Diperkirakan ada 2 hingga 4 juta Bitcoin (senilai ratusan miliar dolar) yang belum berpindah tangan selama lebih dari satu dekade. Ini termasuk "Satoshi Stash" yang terkenal (1 juta BTC yang ditambang oleh penciptanya). Pemilik koin-koin ini mungkin sudah meninggal, atau kunci aksesnya hilang.
Karena tidak ada yang dapat menandatangani pesan untuk memindahkan koin-koin ini ke format aman yang baru, koin-koin tersebut akan tetap rentan. Ketika komputer kuantum mulai beroperasi, koin-koin ini akan bisa dicuri. Peretas kemudian dapat menjualnya kembali di pasar, yang berpotensi memicu penurunan harga dan kepercayaan yang drastis.
Pilihan yang Kejam:
Komunitas mungkin terpaksa memutuskan: Apakah kita membiarkan peretas mencurinya? Atau apakah kita menulis kode untuk "Membakar" (menghancurkan) koin-koin yang tidak aktif ini sebelum penyerang sampai di sana? Membakarnya menyelamatkan perekonomian tetapi menghancurkan janji inti Bitcoin bahwa "Kode adalah Hukum." Ini adalah krisis yang akan memecah belah komunitas.
Manipulasi Pasar atau Ketakutan yang Sesungguhnya?
Terakhir, ada pasar itu sendiri. Anda akan sering mendengar desas-desus bahwa "Whales" (investor besar) menyebarkan ketakutan kuantum untuk menurunkan harga dan membeli dengan harga murah.
Meskipun manipulasi pasar memang ada, ancaman kuantum terlalu kompleks untuk menjadi alat "FUD" (Ketakutan, Ketidakpastian, Keraguan) yang efektif. Kecemasan yang Anda lihat sebagian besar berasal dari para pengembang itu sendiri. Namun, "Krisis Kepercayaan" itu nyata.
Harga Bitcoin didasarkan pada kepercayaan pada matematika. Jika Alphabet (GOOGL ) mengumumkan besok bahwa it Jika perhitungan matematisnya salah, harga bisa anjlok hanya karena takut—jauh sebelum satu satoshi pun benar-benar dicuri.
Pengambilan Investor
Risiko kuantum sama pentingnya dengan persepsi dan realitas. Bahkan sebelum koin dicuri, rasa takut saja dapat memicu volatilitas. Nilai jangka panjang akan bergantung pada kemampuan Bitcoin untuk mengoordinasikan peningkatan sebelum kepercayaan terkikis.
Kesimpulan: Terlalu Besar untuk Gagal?
Terlepas dari skenario suram ini, kemungkinan Bitcoin bertahan diperkirakan lebih dari 95%. Mengapa? Karena adanya penguatan institusional.
Dengan BlackRock (BLK )Dengan investasi miliaran dolar dari Fidelity dan perusahaan penambangan publik lainnya, pada dasarnya ada anggaran tak terbatas untuk memperbaiki masalah ini.
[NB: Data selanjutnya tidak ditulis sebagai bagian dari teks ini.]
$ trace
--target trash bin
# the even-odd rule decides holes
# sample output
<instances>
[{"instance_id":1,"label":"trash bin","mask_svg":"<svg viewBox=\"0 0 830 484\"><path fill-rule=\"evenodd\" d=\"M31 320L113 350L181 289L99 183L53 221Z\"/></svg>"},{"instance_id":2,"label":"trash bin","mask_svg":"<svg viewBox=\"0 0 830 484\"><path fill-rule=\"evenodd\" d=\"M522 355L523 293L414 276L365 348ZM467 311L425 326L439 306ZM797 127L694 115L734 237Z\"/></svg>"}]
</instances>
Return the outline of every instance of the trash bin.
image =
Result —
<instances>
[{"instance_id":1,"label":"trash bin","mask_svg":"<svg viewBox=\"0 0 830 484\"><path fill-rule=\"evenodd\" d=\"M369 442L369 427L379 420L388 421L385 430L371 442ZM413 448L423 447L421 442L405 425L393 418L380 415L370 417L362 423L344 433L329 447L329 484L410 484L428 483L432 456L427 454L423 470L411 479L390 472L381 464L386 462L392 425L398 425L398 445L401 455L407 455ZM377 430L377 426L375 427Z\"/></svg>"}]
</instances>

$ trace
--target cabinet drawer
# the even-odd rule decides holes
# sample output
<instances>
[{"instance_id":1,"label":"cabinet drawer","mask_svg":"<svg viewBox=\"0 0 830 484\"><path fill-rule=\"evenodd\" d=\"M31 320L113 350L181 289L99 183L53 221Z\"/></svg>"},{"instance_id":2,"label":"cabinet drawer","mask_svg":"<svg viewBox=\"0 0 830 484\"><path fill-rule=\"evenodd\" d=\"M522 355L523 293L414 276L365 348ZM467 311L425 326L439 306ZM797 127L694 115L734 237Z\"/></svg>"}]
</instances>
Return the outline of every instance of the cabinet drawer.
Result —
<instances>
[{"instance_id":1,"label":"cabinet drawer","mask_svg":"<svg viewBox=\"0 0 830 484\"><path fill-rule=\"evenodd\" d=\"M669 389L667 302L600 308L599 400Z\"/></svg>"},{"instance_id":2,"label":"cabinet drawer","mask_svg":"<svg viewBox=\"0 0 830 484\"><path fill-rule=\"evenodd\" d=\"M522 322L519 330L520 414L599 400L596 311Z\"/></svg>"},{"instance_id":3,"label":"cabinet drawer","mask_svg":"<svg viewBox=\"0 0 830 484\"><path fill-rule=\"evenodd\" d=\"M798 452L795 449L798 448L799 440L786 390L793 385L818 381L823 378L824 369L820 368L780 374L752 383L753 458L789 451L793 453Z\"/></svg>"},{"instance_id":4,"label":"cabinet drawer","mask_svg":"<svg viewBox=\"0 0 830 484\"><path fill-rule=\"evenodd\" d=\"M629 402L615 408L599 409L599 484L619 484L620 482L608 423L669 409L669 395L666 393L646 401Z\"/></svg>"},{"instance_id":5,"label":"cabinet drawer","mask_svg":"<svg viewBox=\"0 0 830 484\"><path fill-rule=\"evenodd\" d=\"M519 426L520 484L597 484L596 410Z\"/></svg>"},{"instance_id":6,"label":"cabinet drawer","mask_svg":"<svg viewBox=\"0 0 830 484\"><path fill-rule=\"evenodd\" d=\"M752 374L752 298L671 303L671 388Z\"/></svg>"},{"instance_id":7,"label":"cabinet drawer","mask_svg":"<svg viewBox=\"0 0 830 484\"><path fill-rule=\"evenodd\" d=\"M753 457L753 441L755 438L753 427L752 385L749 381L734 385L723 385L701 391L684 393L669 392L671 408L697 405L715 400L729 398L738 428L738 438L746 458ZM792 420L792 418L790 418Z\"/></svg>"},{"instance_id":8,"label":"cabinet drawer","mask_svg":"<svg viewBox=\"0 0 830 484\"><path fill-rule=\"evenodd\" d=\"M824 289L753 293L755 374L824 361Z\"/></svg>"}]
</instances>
Ketika ancaman menjadi nyata, "keserakahan" menjadi pertahanan terbaik Bitcoin. Jaringan akan ditingkatkan karena orang-orang yang memilikinya tidak mampu menanggung kegagalannya.
Sejauh ini, kita telah melukiskan gambaran suram tentang teknologi kuantum sebagai penghancur rahasia dan nilai. Tetapi apakah itu keseluruhan ceritanya? Dalam pembahasan kita... artikel terakhir, kita akan membalik alur cerita dan melihat 5 Cara Utama Komputer Kuantum Akan Menyelamatkan Dunia—mulai dari menyembuhkan kanker hingga mengatasi perubahan iklim.